Netting juicy flies of science

Galileo's Finger
June 27, 2003

Philip W. Anderson analyses a reductionist approach to great intellect

Prominently displayed on the jacket of Peter Atkins' Galileo's Finger is extravagant praise from Richard Dawkins suggesting that Atkins is the first natural scientist to deserve the Nobel prize in literature for his ability to expound science to the layperson. It may be unfair to hold this book up to quite such an exacting standard, but the recommendation had the effect of sharpening my mind by forcing me to ask: how would the non-scientific reader cope with these great scientific ideas, as expressed by Atkins? If we compare this book with Stephen Hawking's The Universe in a Nutshell , which I also reviewed in The THES , Hawking's bestseller gave readers the sense of having been in touch with some pretty deep stuff but did not tell them much about it, whereas Atkins makes a real effort to explain an enormous range of modern science, up to and including the universe.

Galileo's Finger is nobody's idea of a nutshell, but it may be as close as a general reader can hope to get to understanding the essentials of modern science.
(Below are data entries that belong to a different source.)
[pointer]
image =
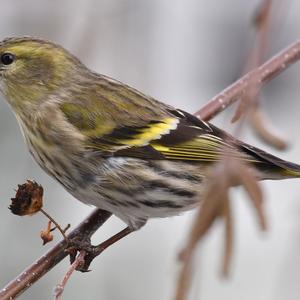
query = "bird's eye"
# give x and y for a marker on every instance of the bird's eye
(7, 58)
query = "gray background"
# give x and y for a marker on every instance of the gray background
(182, 52)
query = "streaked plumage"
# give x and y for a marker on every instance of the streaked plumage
(108, 144)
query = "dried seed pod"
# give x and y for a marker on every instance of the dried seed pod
(28, 199)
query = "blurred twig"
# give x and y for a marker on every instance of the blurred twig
(250, 103)
(262, 74)
(86, 229)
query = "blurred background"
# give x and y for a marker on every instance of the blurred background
(183, 53)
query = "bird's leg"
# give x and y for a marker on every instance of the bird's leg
(94, 251)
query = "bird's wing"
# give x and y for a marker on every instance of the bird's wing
(187, 139)
(173, 135)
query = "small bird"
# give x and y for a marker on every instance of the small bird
(110, 145)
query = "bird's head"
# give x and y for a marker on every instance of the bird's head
(31, 69)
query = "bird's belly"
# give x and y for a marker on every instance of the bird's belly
(135, 190)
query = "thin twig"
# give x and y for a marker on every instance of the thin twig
(62, 231)
(47, 261)
(262, 74)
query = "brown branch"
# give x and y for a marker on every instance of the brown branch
(262, 74)
(46, 262)
(59, 289)
(86, 229)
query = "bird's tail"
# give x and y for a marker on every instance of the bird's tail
(270, 166)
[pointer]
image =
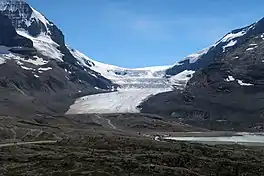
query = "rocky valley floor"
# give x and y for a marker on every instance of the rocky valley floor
(115, 144)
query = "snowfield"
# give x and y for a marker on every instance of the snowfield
(136, 85)
(122, 101)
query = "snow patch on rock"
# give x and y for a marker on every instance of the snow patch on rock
(44, 44)
(243, 83)
(230, 44)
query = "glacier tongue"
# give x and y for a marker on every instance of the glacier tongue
(135, 86)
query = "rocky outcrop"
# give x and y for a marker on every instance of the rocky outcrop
(226, 92)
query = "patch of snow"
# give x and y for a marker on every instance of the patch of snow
(231, 43)
(26, 68)
(2, 60)
(194, 57)
(39, 17)
(45, 69)
(122, 101)
(244, 84)
(44, 44)
(231, 36)
(252, 48)
(19, 63)
(4, 49)
(182, 78)
(230, 78)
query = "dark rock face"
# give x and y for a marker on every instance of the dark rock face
(227, 92)
(25, 17)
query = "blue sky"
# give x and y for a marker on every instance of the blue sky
(137, 33)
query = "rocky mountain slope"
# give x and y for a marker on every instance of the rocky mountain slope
(226, 90)
(38, 73)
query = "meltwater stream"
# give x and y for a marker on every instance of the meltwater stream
(239, 138)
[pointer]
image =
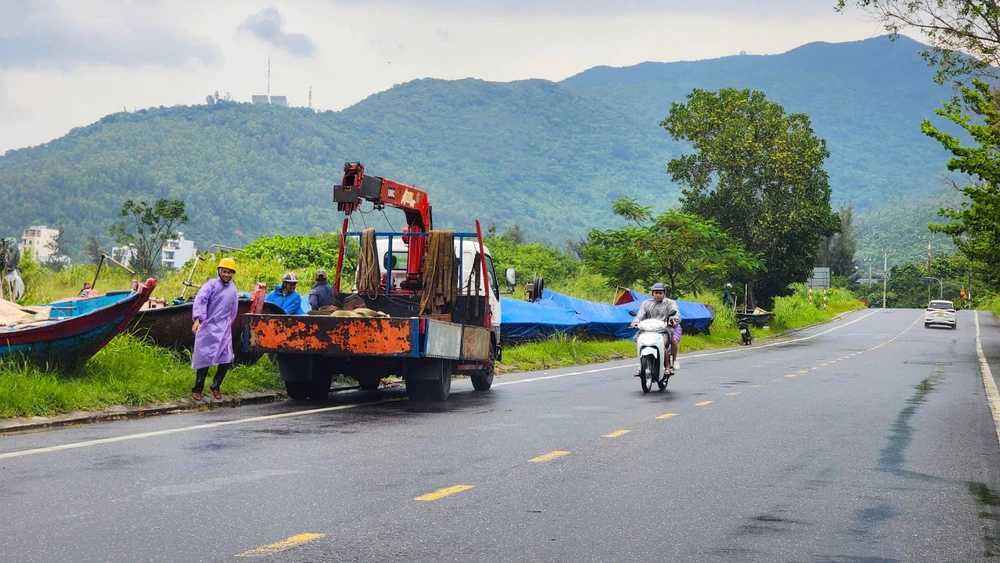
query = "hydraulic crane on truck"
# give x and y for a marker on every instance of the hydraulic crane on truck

Everything important is here, although in my view the reader needs some basic grounding in science to grasp it all.

Galileo's mummified middle finger is, in fact, gruesomely on display in a silver-and-crystal chalice at a museum in Florence. The conceit of the book is to allow the finger to propose ten "great ideas" in science, each of which then get a chapter explaining the science supporting that idea. The ideas range from evolution ("evolution proceeds by natural selection") to cosmology ("spacetime is curved by matter"), with a final chapter somewhat arbitrarily devoted to discrete mathematics ("if arithmetic is consistent then it is incomplete"). The author's intention is to follow historical order from the complexity of the everyday world - biology and Newtonian physics - through the abstractions of genetics and thermodynamics, through the molecular and atomic world to the deeper abstractions of quantum mechanics, and the role of symmetry in leading us to the standard model of the elementary particles and beyond. However, some aspects of this progression are illogical even though pedagogically satisfactory. For example, DNA comes before atoms and the periodic table, and we reach string theory under symmetry before the explanation of quantum theory. At the end, we jump to the expanding universe and general relativity, with a few pages of cosmological speculations.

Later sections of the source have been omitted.